Self-sufficiency. Pride. Good For The Children.

But then, there’s indoor plumping. Electricity that you don’t have to generate, or understand. Skors bars.

My daughter and I had this conversation as well–how hard it is to live the life that seems appealing when it’s contrary to the mainstream, or makes you stand out. You have to have either strength of character or a certain kind of obliviousness to buck the system.

It came up because she’s met someone she calls a “real hippie.” She says she always thought I was a hippie, but this woman walks the walk, apparently. I’m not quite sure what that means, but it probably has to do with really not tolerating the two Macs (Mac ‘n’ Cheese, and McDonalds) for the children, walking or biking everywhere, and wearing ugly shoes (I think I have the ugly shoes thing going, but I’m a late comer to the don’t-tolerate the junk food).

When I was in college, during one of my brief non-Bill (my husband of more than 30 years) periods, I dated one of those real hippies. Even at the time, I realized that I was making a choice between a truly alternative life and one that would be a little more mainstream.

I’m something of a chameleon, in that I tend to adapt to the prevailing opinions around me. Something to do with low self-esteem, probably, or a dislike of conflict. If I’d stayed with M I’d have been a hippie and a homesteader. With Bill, urban to the core, not so much, although I’ve dragged him a little bit over to that way of thinking. Still, the lure of the homestead, of the self-sufficient, know-how-to-do-stuff, back-to-your-roots lifestyle is extremely appealing. It sounds so simple, so real.

In reality, living off the land or making your living from the land (not at all the same thing) sounds hard. I know this from reading Emily’s trials with the sheep, and Sage’s awful trials with the drought.

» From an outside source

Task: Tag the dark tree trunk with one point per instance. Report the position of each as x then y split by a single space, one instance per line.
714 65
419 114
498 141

Of course, city life is hard as well; however comfortable one is in an urban environment, one does constantly watch over one’s shoulder for danger. There’s a lot of noise and trash and people you cannot get a way from.

The big reason that people move out of the mainstream is for the children, but you’re making trade offs there as well. Country kids can Do Stuff. Hammer a nail, milk a cow, wire a lamp. My kids? they can Handle Themselves. When you grow up looking over your shoulder you develop a kind of thick skin that I’ve never seen in more gently raised kids. But I really wish they could Do Stuff. I need someone to build me a new compost bin for my tiny urban homestead (ish).

Conclusion? Life is hard. Choices get made. The homesteader wonders if my grass is greener because I’m putting chemicals on it; I wonder if her grass is greener because of sheep droppings. Neither of us really, in our deepest hearts, wants to walk on whatever it is that is making the grass greener over there.